Richard A. CIGELSKI, Appellant, v. STATE of Florida, Appellee.
    No. AW-435.
    District Court of Appeal of Florida, First District.
    June 19, 1984.
    Rehearing Denied Aug. 8, 1984.
    
      David A. Davis, Asst. Public Defender, for appellant.
    Jim Smith, Atty. Gen., Raymond L. Marky, Asst. Atty. Gen., for appellee.
   WENTWORTH, Judge.

After pleading guilty to one count of burglary and one count of grand theft, appellant elected to be sentenced pursuant to the new sentencing guidelines, Fla.R. Crim.P. 3.701. Under the guidelines, the recommended sentence for both counts was twelve to thirty months in prison. Instead, the court withheld imposition of sentence and placed appellant on consecutive terms of probation; ten years for the burglary conviction to be followed by five years for the grand theft conviction. A twelvemonth period of incarceration was attached as a special condition of each probationary term. Appellant challenges this disposition as a deviation from the guidelines and as being in violation of the Supreme Court decision in Villery v. Parole and Probation Commission, 396 So.2d 1107 (Fla.1981).

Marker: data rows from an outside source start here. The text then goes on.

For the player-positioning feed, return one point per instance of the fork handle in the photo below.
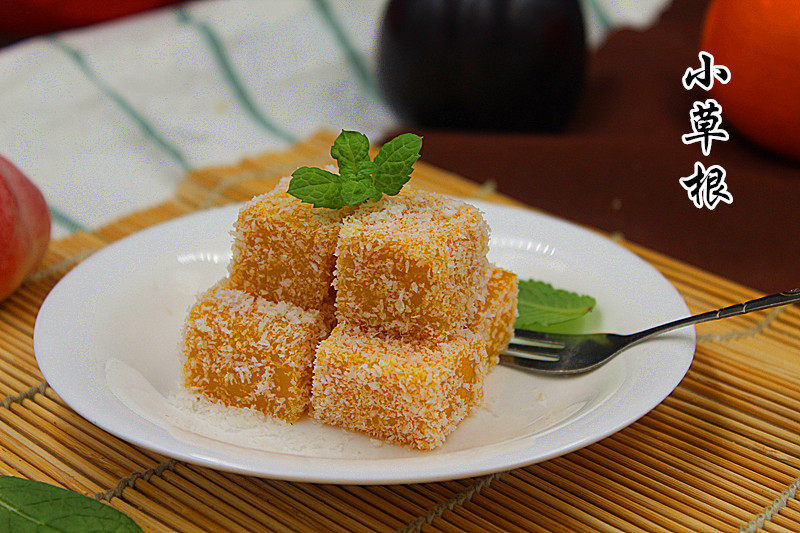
(765, 302)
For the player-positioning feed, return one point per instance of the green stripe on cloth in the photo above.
(224, 64)
(355, 59)
(148, 129)
(600, 13)
(65, 221)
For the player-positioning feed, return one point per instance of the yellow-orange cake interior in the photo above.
(408, 392)
(496, 320)
(412, 264)
(245, 351)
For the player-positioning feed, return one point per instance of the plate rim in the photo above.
(338, 470)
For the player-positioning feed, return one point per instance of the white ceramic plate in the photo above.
(107, 340)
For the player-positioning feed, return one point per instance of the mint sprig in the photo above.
(359, 179)
(539, 304)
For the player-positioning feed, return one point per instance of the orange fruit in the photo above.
(759, 41)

We affirm.

Appellant contends that the total of 24 months’ incarceration violates the holding in Villery that the period of incarceration imposed as a special condition of probation may not exceed one year. However, when, as here, two separate and consecutive terms of probation are imposed, Vil-lery does not preclude the imposition of twelve months’ incarceration as a condition of each probation.

We also reject appellant’s contention that the trial court was precluded from imposing a combination of incarceration and probation totaling more than the 30 months recommended maximum sentence under the guidelines. Appellant’s position rests upon an erroneous assumption that the imposed probationary terms are sentences for guideline purposes. But the dispositions in this case were expressly pursuant to § 948.01(3) which provides in part that the trial court may “stay and withhold the imposition of sentence upon defendant and shall place him upon probation _” (e.s.) To hold, as appellant suggests, that probation is a “sentence” controlled by the guidelines would amount to judicial repeal of a legislative enactment. This of course we will not do.

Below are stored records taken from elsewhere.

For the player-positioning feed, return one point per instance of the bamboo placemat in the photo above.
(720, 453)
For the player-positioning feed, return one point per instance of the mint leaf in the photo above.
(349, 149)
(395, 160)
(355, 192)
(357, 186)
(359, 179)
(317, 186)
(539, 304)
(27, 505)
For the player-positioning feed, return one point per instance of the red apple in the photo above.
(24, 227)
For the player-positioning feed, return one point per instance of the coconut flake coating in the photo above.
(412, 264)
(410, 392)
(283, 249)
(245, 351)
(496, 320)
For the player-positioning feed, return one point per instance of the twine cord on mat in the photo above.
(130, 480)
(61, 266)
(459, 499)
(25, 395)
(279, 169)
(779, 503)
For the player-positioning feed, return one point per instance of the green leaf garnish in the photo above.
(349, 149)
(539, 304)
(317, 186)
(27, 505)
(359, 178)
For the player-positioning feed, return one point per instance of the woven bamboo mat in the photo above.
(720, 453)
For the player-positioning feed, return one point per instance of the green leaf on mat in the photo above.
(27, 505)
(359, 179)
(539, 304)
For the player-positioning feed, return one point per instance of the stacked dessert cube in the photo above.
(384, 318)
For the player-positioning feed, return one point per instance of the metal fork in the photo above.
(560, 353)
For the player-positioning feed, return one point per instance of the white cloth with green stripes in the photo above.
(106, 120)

That the framers of the guidelines did not intend that probation be treated as a sentence is further supported by the fact that Rule 3.701(d)(13) provides for placing the offender on community control “upon a finding that probation is an unsuitable disposition.” By providing for a special category when probation is inappropriate, the rule implicitly presumes the continued existence of probation as an alternative to sentencing.

Affirmed.

ERVIN, C.J., and BOOTH, JJ., concur.

ON REHEARING DENIED

PER CURIAM.

We find no conflict between the decision in this case and that in Broxton v. State, 459 So.2d 98 (Fla. 1st DCA 1984), as urged by motion for rehearing. We note, however, that appellant’s attack upon the probationary orders in the present case was confined to the specific points stated in the opinion. Our disposition of the case does not, of course, determine other issues, if any, which may be raised with respect to the general propriety of such probationary orders. Rehearing is DENIED.

ERVIN, BOOTH and WENTWORTH, JJ., concur.